Al Muntazah Markets
- Type: Private
- Industry: Retail
- Founded: July 23, 1984; 42 years ago in Muharraq, Bahrain
- Founder: Jalal Al Meer
- Headquarters: Bahrain
- Area served: Bahrain
- Products: Groceries and household goods
- Services: Supermarkets Convenience retail
- Parent: Al Meer Group
- Website: almeergroup.com

= Al Muntazah =

Bahraini supermarket chain

Al Muntazah Markets is a Bahraini supermarket chain owned by Al Meer Group. The chain operates in the food retail sector and has expanded through a network of branches across the kingdom.

==History==
Al Muntazah began in 1982 on the initiative of Jalal Al Meer, founder of Al Meer Trading Establishment, after the family business identified demand for a modern supermarket chain in Bahrain.
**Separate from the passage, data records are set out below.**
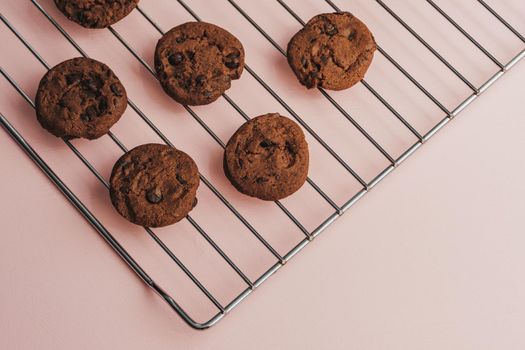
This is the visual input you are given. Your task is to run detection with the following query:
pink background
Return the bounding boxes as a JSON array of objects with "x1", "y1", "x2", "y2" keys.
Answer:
[{"x1": 1, "y1": 0, "x2": 524, "y2": 349}]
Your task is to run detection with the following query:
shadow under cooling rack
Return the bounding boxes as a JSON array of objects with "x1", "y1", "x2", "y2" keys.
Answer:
[{"x1": 0, "y1": 0, "x2": 524, "y2": 329}]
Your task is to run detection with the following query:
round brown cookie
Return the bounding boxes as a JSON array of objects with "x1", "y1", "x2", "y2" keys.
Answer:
[
  {"x1": 154, "y1": 21, "x2": 245, "y2": 106},
  {"x1": 287, "y1": 12, "x2": 376, "y2": 90},
  {"x1": 224, "y1": 113, "x2": 309, "y2": 201},
  {"x1": 35, "y1": 57, "x2": 127, "y2": 140},
  {"x1": 109, "y1": 144, "x2": 200, "y2": 228},
  {"x1": 54, "y1": 0, "x2": 139, "y2": 29}
]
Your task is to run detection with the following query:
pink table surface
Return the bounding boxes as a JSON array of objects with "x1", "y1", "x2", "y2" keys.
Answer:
[{"x1": 1, "y1": 0, "x2": 524, "y2": 349}]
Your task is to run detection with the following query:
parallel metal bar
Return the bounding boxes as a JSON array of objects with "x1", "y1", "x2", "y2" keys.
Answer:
[
  {"x1": 314, "y1": 88, "x2": 398, "y2": 164},
  {"x1": 280, "y1": 0, "x2": 424, "y2": 153},
  {"x1": 2, "y1": 0, "x2": 523, "y2": 331},
  {"x1": 360, "y1": 80, "x2": 423, "y2": 141},
  {"x1": 477, "y1": 0, "x2": 525, "y2": 44},
  {"x1": 375, "y1": 0, "x2": 479, "y2": 92},
  {"x1": 0, "y1": 111, "x2": 154, "y2": 286},
  {"x1": 304, "y1": 177, "x2": 341, "y2": 214},
  {"x1": 174, "y1": 0, "x2": 203, "y2": 21},
  {"x1": 200, "y1": 206, "x2": 353, "y2": 326},
  {"x1": 225, "y1": 0, "x2": 287, "y2": 56},
  {"x1": 1, "y1": 8, "x2": 256, "y2": 307},
  {"x1": 5, "y1": 6, "x2": 336, "y2": 320},
  {"x1": 274, "y1": 0, "x2": 422, "y2": 149},
  {"x1": 186, "y1": 216, "x2": 254, "y2": 288},
  {"x1": 106, "y1": 21, "x2": 338, "y2": 227},
  {"x1": 425, "y1": 0, "x2": 504, "y2": 68},
  {"x1": 0, "y1": 66, "x2": 226, "y2": 313},
  {"x1": 138, "y1": 2, "x2": 369, "y2": 189},
  {"x1": 0, "y1": 67, "x2": 211, "y2": 327},
  {"x1": 144, "y1": 226, "x2": 226, "y2": 312},
  {"x1": 324, "y1": 0, "x2": 451, "y2": 116},
  {"x1": 0, "y1": 115, "x2": 218, "y2": 330},
  {"x1": 227, "y1": 0, "x2": 398, "y2": 166},
  {"x1": 29, "y1": 0, "x2": 285, "y2": 263},
  {"x1": 110, "y1": 10, "x2": 340, "y2": 215},
  {"x1": 276, "y1": 0, "x2": 306, "y2": 25},
  {"x1": 245, "y1": 62, "x2": 377, "y2": 183},
  {"x1": 107, "y1": 131, "x2": 128, "y2": 152},
  {"x1": 375, "y1": 45, "x2": 451, "y2": 115},
  {"x1": 273, "y1": 0, "x2": 423, "y2": 143}
]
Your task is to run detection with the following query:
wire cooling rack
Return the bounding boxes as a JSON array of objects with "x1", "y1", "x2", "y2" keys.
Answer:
[{"x1": 1, "y1": 0, "x2": 524, "y2": 329}]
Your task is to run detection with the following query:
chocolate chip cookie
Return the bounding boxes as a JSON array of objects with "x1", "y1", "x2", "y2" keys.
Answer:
[
  {"x1": 54, "y1": 0, "x2": 139, "y2": 29},
  {"x1": 154, "y1": 21, "x2": 245, "y2": 106},
  {"x1": 35, "y1": 57, "x2": 127, "y2": 140},
  {"x1": 224, "y1": 113, "x2": 309, "y2": 201},
  {"x1": 287, "y1": 12, "x2": 376, "y2": 90},
  {"x1": 109, "y1": 144, "x2": 200, "y2": 227}
]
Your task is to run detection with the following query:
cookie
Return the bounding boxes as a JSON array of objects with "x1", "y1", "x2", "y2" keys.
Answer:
[
  {"x1": 109, "y1": 144, "x2": 200, "y2": 228},
  {"x1": 54, "y1": 0, "x2": 139, "y2": 29},
  {"x1": 154, "y1": 21, "x2": 245, "y2": 106},
  {"x1": 224, "y1": 113, "x2": 309, "y2": 201},
  {"x1": 287, "y1": 12, "x2": 376, "y2": 90},
  {"x1": 35, "y1": 57, "x2": 127, "y2": 140}
]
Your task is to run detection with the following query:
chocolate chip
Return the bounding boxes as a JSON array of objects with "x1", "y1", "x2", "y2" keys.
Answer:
[
  {"x1": 325, "y1": 22, "x2": 338, "y2": 36},
  {"x1": 84, "y1": 90, "x2": 97, "y2": 99},
  {"x1": 186, "y1": 51, "x2": 195, "y2": 60},
  {"x1": 146, "y1": 189, "x2": 163, "y2": 204},
  {"x1": 320, "y1": 55, "x2": 328, "y2": 64},
  {"x1": 305, "y1": 72, "x2": 319, "y2": 87},
  {"x1": 82, "y1": 77, "x2": 102, "y2": 97},
  {"x1": 176, "y1": 174, "x2": 187, "y2": 185},
  {"x1": 176, "y1": 36, "x2": 185, "y2": 43},
  {"x1": 110, "y1": 83, "x2": 123, "y2": 96},
  {"x1": 226, "y1": 52, "x2": 240, "y2": 60},
  {"x1": 301, "y1": 57, "x2": 308, "y2": 69},
  {"x1": 98, "y1": 97, "x2": 108, "y2": 115},
  {"x1": 224, "y1": 51, "x2": 240, "y2": 69},
  {"x1": 256, "y1": 177, "x2": 268, "y2": 184},
  {"x1": 81, "y1": 105, "x2": 97, "y2": 122},
  {"x1": 182, "y1": 78, "x2": 192, "y2": 89},
  {"x1": 192, "y1": 198, "x2": 198, "y2": 208},
  {"x1": 195, "y1": 75, "x2": 206, "y2": 86},
  {"x1": 348, "y1": 30, "x2": 357, "y2": 41},
  {"x1": 225, "y1": 60, "x2": 240, "y2": 69},
  {"x1": 65, "y1": 72, "x2": 82, "y2": 85},
  {"x1": 58, "y1": 98, "x2": 69, "y2": 108},
  {"x1": 77, "y1": 12, "x2": 86, "y2": 23},
  {"x1": 285, "y1": 141, "x2": 295, "y2": 154},
  {"x1": 203, "y1": 90, "x2": 213, "y2": 98},
  {"x1": 260, "y1": 140, "x2": 275, "y2": 148},
  {"x1": 87, "y1": 76, "x2": 103, "y2": 91},
  {"x1": 168, "y1": 52, "x2": 184, "y2": 65}
]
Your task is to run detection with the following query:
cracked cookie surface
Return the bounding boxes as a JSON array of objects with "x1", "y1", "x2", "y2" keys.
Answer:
[
  {"x1": 35, "y1": 57, "x2": 127, "y2": 140},
  {"x1": 54, "y1": 0, "x2": 139, "y2": 29},
  {"x1": 109, "y1": 144, "x2": 199, "y2": 227},
  {"x1": 224, "y1": 113, "x2": 309, "y2": 201},
  {"x1": 154, "y1": 21, "x2": 245, "y2": 106},
  {"x1": 287, "y1": 12, "x2": 376, "y2": 90}
]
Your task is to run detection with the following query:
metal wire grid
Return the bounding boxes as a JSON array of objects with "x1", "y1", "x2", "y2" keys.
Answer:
[{"x1": 0, "y1": 0, "x2": 524, "y2": 329}]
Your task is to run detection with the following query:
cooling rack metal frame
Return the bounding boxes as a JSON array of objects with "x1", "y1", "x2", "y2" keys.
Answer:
[{"x1": 1, "y1": 0, "x2": 524, "y2": 329}]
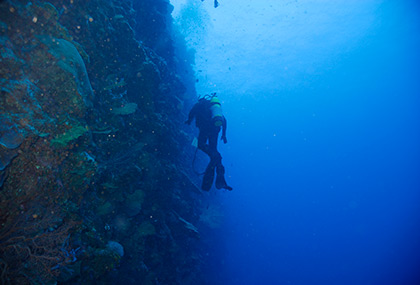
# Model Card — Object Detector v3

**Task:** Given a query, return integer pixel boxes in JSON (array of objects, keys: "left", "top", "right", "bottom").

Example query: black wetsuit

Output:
[{"left": 186, "top": 99, "right": 231, "bottom": 191}]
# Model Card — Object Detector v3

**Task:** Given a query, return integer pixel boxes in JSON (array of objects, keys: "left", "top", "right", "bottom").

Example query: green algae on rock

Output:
[{"left": 50, "top": 124, "right": 88, "bottom": 147}]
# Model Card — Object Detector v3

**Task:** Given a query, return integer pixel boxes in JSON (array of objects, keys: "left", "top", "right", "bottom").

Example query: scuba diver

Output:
[{"left": 185, "top": 93, "right": 232, "bottom": 191}]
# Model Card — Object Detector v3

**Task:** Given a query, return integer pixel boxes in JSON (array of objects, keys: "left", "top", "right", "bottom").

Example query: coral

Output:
[
  {"left": 106, "top": 241, "right": 124, "bottom": 257},
  {"left": 50, "top": 124, "right": 87, "bottom": 147},
  {"left": 0, "top": 204, "right": 80, "bottom": 284},
  {"left": 103, "top": 77, "right": 127, "bottom": 91},
  {"left": 59, "top": 151, "right": 96, "bottom": 197},
  {"left": 97, "top": 201, "right": 114, "bottom": 216},
  {"left": 88, "top": 248, "right": 121, "bottom": 279},
  {"left": 122, "top": 189, "right": 145, "bottom": 217},
  {"left": 173, "top": 211, "right": 200, "bottom": 237},
  {"left": 0, "top": 77, "right": 50, "bottom": 137},
  {"left": 37, "top": 36, "right": 94, "bottom": 106},
  {"left": 0, "top": 126, "right": 24, "bottom": 149},
  {"left": 111, "top": 102, "right": 138, "bottom": 115},
  {"left": 0, "top": 0, "right": 208, "bottom": 283},
  {"left": 112, "top": 215, "right": 131, "bottom": 234},
  {"left": 0, "top": 148, "right": 17, "bottom": 171},
  {"left": 0, "top": 170, "right": 5, "bottom": 187},
  {"left": 137, "top": 221, "right": 156, "bottom": 237}
]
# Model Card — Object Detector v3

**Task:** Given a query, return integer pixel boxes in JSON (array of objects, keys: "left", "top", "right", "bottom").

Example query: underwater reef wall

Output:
[{"left": 0, "top": 0, "right": 211, "bottom": 284}]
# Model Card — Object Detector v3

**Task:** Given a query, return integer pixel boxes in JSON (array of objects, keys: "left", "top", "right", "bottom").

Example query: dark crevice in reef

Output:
[{"left": 0, "top": 0, "right": 218, "bottom": 284}]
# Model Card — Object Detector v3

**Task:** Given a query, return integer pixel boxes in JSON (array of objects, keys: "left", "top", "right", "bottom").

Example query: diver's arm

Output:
[
  {"left": 185, "top": 104, "right": 197, "bottom": 125},
  {"left": 221, "top": 116, "right": 227, "bottom": 143}
]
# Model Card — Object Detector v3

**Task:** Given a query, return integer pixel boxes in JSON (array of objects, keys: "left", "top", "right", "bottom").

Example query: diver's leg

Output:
[
  {"left": 207, "top": 128, "right": 232, "bottom": 190},
  {"left": 208, "top": 127, "right": 219, "bottom": 151},
  {"left": 197, "top": 129, "right": 211, "bottom": 157},
  {"left": 201, "top": 162, "right": 216, "bottom": 191},
  {"left": 198, "top": 129, "right": 216, "bottom": 190},
  {"left": 201, "top": 127, "right": 232, "bottom": 191},
  {"left": 208, "top": 127, "right": 221, "bottom": 163}
]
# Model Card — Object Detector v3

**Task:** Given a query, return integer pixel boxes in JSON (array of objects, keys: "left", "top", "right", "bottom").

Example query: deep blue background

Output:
[{"left": 172, "top": 0, "right": 420, "bottom": 284}]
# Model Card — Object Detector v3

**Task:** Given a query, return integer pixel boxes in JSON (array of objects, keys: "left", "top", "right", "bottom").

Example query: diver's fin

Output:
[
  {"left": 215, "top": 166, "right": 233, "bottom": 191},
  {"left": 215, "top": 174, "right": 232, "bottom": 190}
]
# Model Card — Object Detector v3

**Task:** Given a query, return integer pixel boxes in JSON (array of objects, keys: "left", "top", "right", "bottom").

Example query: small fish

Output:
[{"left": 201, "top": 0, "right": 220, "bottom": 8}]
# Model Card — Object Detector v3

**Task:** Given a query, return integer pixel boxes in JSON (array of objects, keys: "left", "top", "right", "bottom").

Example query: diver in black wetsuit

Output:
[{"left": 185, "top": 94, "right": 232, "bottom": 191}]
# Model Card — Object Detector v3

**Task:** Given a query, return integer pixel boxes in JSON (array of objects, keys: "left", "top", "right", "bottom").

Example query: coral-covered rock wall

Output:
[{"left": 0, "top": 0, "right": 209, "bottom": 284}]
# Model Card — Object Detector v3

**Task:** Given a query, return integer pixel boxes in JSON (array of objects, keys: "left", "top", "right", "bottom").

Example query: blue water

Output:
[{"left": 173, "top": 0, "right": 420, "bottom": 284}]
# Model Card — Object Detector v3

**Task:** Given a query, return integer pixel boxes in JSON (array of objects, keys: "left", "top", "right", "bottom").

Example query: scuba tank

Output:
[{"left": 209, "top": 94, "right": 224, "bottom": 127}]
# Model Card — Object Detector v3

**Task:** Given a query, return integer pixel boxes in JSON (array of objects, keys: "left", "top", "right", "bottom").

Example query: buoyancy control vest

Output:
[{"left": 210, "top": 95, "right": 224, "bottom": 127}]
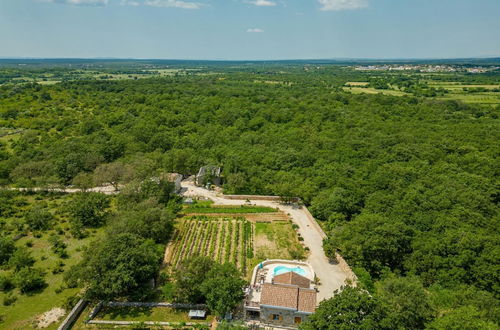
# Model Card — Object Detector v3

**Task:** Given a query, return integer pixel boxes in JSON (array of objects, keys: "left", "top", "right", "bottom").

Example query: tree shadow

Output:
[{"left": 104, "top": 306, "right": 154, "bottom": 320}]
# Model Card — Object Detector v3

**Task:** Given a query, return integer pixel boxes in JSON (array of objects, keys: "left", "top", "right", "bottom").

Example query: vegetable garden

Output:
[{"left": 167, "top": 216, "right": 254, "bottom": 274}]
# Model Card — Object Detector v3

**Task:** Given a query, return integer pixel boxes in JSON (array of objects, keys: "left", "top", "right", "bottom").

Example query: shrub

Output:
[
  {"left": 48, "top": 235, "right": 68, "bottom": 258},
  {"left": 9, "top": 247, "right": 35, "bottom": 271},
  {"left": 14, "top": 268, "right": 46, "bottom": 294},
  {"left": 63, "top": 295, "right": 81, "bottom": 310},
  {"left": 25, "top": 205, "right": 54, "bottom": 231},
  {"left": 0, "top": 274, "right": 14, "bottom": 292},
  {"left": 2, "top": 293, "right": 17, "bottom": 306},
  {"left": 0, "top": 236, "right": 16, "bottom": 265}
]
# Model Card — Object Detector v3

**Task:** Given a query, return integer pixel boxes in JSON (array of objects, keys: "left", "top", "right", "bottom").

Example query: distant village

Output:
[{"left": 353, "top": 64, "right": 499, "bottom": 73}]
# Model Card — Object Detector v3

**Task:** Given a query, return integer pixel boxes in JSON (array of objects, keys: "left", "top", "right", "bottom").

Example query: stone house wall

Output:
[{"left": 260, "top": 306, "right": 310, "bottom": 327}]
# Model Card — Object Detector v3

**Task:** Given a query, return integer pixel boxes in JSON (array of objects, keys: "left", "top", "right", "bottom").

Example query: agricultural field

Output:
[
  {"left": 166, "top": 217, "right": 254, "bottom": 274},
  {"left": 165, "top": 213, "right": 307, "bottom": 277},
  {"left": 343, "top": 86, "right": 408, "bottom": 96},
  {"left": 183, "top": 205, "right": 278, "bottom": 214}
]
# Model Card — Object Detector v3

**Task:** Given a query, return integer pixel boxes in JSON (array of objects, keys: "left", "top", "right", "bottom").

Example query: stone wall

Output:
[
  {"left": 260, "top": 306, "right": 310, "bottom": 327},
  {"left": 57, "top": 299, "right": 87, "bottom": 330}
]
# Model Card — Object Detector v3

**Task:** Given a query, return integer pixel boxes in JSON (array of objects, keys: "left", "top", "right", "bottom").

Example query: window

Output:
[
  {"left": 294, "top": 316, "right": 302, "bottom": 324},
  {"left": 272, "top": 314, "right": 280, "bottom": 320}
]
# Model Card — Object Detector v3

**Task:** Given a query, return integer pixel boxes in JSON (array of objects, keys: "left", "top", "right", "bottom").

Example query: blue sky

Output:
[{"left": 0, "top": 0, "right": 499, "bottom": 60}]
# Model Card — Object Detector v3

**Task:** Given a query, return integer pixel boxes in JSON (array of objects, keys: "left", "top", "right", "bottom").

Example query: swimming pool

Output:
[{"left": 273, "top": 265, "right": 307, "bottom": 277}]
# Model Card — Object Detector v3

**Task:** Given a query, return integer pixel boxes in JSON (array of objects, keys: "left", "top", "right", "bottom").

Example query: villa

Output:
[{"left": 244, "top": 260, "right": 317, "bottom": 327}]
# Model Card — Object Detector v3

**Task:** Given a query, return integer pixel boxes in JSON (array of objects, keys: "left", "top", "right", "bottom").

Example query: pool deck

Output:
[
  {"left": 260, "top": 263, "right": 313, "bottom": 284},
  {"left": 246, "top": 259, "right": 316, "bottom": 309}
]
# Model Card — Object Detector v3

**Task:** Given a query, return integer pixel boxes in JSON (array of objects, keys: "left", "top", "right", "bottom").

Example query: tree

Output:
[
  {"left": 376, "top": 275, "right": 434, "bottom": 329},
  {"left": 200, "top": 263, "right": 246, "bottom": 318},
  {"left": 310, "top": 188, "right": 362, "bottom": 221},
  {"left": 71, "top": 172, "right": 95, "bottom": 191},
  {"left": 14, "top": 268, "right": 46, "bottom": 294},
  {"left": 329, "top": 213, "right": 413, "bottom": 276},
  {"left": 66, "top": 192, "right": 110, "bottom": 229},
  {"left": 9, "top": 247, "right": 35, "bottom": 271},
  {"left": 173, "top": 256, "right": 214, "bottom": 303},
  {"left": 24, "top": 205, "right": 54, "bottom": 231},
  {"left": 426, "top": 306, "right": 498, "bottom": 330},
  {"left": 65, "top": 233, "right": 161, "bottom": 301},
  {"left": 300, "top": 286, "right": 389, "bottom": 330},
  {"left": 93, "top": 162, "right": 134, "bottom": 190},
  {"left": 108, "top": 199, "right": 175, "bottom": 244},
  {"left": 0, "top": 236, "right": 15, "bottom": 265}
]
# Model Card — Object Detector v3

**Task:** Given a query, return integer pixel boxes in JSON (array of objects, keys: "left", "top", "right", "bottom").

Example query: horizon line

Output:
[{"left": 0, "top": 56, "right": 499, "bottom": 62}]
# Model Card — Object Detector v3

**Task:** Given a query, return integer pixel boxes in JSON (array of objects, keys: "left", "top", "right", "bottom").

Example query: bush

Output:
[
  {"left": 8, "top": 247, "right": 35, "bottom": 271},
  {"left": 14, "top": 268, "right": 46, "bottom": 294},
  {"left": 63, "top": 294, "right": 81, "bottom": 310},
  {"left": 0, "top": 236, "right": 16, "bottom": 265},
  {"left": 52, "top": 261, "right": 65, "bottom": 274},
  {"left": 48, "top": 235, "right": 68, "bottom": 258},
  {"left": 0, "top": 274, "right": 14, "bottom": 292},
  {"left": 25, "top": 205, "right": 54, "bottom": 231},
  {"left": 2, "top": 293, "right": 17, "bottom": 306}
]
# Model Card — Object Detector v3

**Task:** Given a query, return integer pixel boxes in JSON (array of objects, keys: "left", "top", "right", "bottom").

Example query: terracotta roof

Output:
[
  {"left": 297, "top": 289, "right": 317, "bottom": 313},
  {"left": 273, "top": 271, "right": 311, "bottom": 289},
  {"left": 260, "top": 283, "right": 298, "bottom": 310},
  {"left": 260, "top": 283, "right": 316, "bottom": 313}
]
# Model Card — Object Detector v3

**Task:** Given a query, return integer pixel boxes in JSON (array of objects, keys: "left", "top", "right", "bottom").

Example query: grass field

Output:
[
  {"left": 345, "top": 82, "right": 369, "bottom": 87},
  {"left": 0, "top": 193, "right": 107, "bottom": 330},
  {"left": 343, "top": 84, "right": 500, "bottom": 104},
  {"left": 343, "top": 86, "right": 408, "bottom": 96},
  {"left": 95, "top": 306, "right": 214, "bottom": 323}
]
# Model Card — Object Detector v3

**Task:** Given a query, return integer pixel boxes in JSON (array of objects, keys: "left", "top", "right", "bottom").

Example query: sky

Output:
[{"left": 0, "top": 0, "right": 499, "bottom": 60}]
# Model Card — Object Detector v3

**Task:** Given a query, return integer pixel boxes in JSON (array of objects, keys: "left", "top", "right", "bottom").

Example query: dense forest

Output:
[{"left": 0, "top": 62, "right": 499, "bottom": 328}]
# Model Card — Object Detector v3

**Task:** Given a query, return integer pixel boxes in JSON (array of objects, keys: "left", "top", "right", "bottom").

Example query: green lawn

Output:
[
  {"left": 96, "top": 306, "right": 214, "bottom": 323},
  {"left": 253, "top": 221, "right": 306, "bottom": 263},
  {"left": 184, "top": 205, "right": 277, "bottom": 214}
]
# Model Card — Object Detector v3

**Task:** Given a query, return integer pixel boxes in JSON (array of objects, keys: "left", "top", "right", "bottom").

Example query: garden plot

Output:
[{"left": 166, "top": 217, "right": 253, "bottom": 274}]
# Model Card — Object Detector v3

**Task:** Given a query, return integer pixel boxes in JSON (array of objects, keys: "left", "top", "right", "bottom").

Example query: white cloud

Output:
[
  {"left": 121, "top": 0, "right": 140, "bottom": 5},
  {"left": 248, "top": 0, "right": 276, "bottom": 6},
  {"left": 144, "top": 0, "right": 201, "bottom": 9},
  {"left": 43, "top": 0, "right": 108, "bottom": 5},
  {"left": 318, "top": 0, "right": 368, "bottom": 11},
  {"left": 247, "top": 28, "right": 264, "bottom": 33}
]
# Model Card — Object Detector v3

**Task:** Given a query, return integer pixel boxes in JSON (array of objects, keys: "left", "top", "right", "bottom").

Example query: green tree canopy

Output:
[
  {"left": 300, "top": 286, "right": 389, "bottom": 330},
  {"left": 200, "top": 263, "right": 246, "bottom": 318},
  {"left": 65, "top": 233, "right": 162, "bottom": 301}
]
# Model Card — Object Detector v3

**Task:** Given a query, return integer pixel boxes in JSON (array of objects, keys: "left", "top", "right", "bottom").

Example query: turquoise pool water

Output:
[{"left": 273, "top": 265, "right": 307, "bottom": 277}]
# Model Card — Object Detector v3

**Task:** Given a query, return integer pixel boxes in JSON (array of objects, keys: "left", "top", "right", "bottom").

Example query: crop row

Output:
[{"left": 169, "top": 218, "right": 253, "bottom": 273}]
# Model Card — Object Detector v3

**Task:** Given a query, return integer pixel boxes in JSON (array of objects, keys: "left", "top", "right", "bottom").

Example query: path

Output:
[
  {"left": 4, "top": 185, "right": 118, "bottom": 195},
  {"left": 3, "top": 181, "right": 353, "bottom": 301},
  {"left": 181, "top": 179, "right": 351, "bottom": 302}
]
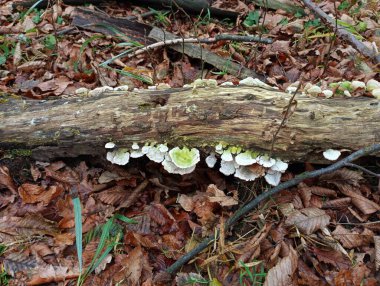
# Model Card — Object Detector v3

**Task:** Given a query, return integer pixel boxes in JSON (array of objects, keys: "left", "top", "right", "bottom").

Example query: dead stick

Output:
[
  {"left": 301, "top": 0, "right": 380, "bottom": 64},
  {"left": 128, "top": 34, "right": 272, "bottom": 58},
  {"left": 165, "top": 143, "right": 380, "bottom": 274}
]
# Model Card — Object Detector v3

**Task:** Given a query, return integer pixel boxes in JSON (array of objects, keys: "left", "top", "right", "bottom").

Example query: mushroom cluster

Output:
[
  {"left": 106, "top": 142, "right": 288, "bottom": 186},
  {"left": 206, "top": 144, "right": 288, "bottom": 186}
]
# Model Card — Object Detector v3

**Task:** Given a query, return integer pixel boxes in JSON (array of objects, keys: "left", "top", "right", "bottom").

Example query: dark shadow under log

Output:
[{"left": 1, "top": 86, "right": 379, "bottom": 162}]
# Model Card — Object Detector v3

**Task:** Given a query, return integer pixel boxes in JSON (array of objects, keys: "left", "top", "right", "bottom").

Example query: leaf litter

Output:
[{"left": 0, "top": 0, "right": 380, "bottom": 285}]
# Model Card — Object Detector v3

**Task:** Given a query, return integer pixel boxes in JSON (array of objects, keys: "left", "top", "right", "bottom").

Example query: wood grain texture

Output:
[{"left": 1, "top": 86, "right": 379, "bottom": 161}]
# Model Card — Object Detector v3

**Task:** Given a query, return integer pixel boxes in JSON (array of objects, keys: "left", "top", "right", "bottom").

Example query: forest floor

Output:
[{"left": 0, "top": 0, "right": 380, "bottom": 285}]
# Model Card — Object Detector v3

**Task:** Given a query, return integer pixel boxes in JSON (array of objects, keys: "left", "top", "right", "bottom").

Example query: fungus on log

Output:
[{"left": 0, "top": 85, "right": 379, "bottom": 162}]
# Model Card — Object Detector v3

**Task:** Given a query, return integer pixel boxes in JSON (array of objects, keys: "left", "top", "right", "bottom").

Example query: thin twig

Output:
[
  {"left": 165, "top": 143, "right": 380, "bottom": 275},
  {"left": 270, "top": 80, "right": 302, "bottom": 156},
  {"left": 344, "top": 163, "right": 380, "bottom": 178},
  {"left": 127, "top": 35, "right": 272, "bottom": 59}
]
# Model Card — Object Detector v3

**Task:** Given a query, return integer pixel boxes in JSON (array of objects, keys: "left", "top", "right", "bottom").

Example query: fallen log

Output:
[{"left": 0, "top": 86, "right": 379, "bottom": 162}]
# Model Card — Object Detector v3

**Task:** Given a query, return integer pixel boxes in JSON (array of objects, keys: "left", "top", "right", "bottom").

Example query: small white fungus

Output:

After two years of planning and procurement, the first Al Muntazah branch opened in Muharraq on 23 July 1984.

In 2002, the supermarket chain led a consumer boycott of American brands against Israel's hostility towards Palestinians in West Bank and the Occupied Territories.

By 2006, the chain had expanded to 11 branches in Bahrain. In 2015, the company further extended its operations by opening its first Al Muntazah Express branch in Muharraq. The second express branch is due to open in the city of Rifa'a by the first quarter of 2016. In 2021, Diyar Al Muharraq announced that Al Muntazah would open a traditionally themed branch at Souq Al Baraha in Diyar Al Muharraq. At the official inauguration of the Diyar Al Muharraq branch in January 2022, Bahrain's Ministry of Industry and Commerce said that Al Muntazah had reached 12 branches, including main and express outlets, and was serving about eight million customers annually.

In October 2025, after reports and social media rumours about branch closures, the company said that its branches were still operating and that it was working through supply chain and financial challenges.

==Operations==
Al Muntazah Markets operates as one of Bahrain's local supermarket chains and forms part of the Al Meer Group's retail activities. Its outlets sell groceries and everyday consumer products, and the company has also operated express-format branches in Bahrain.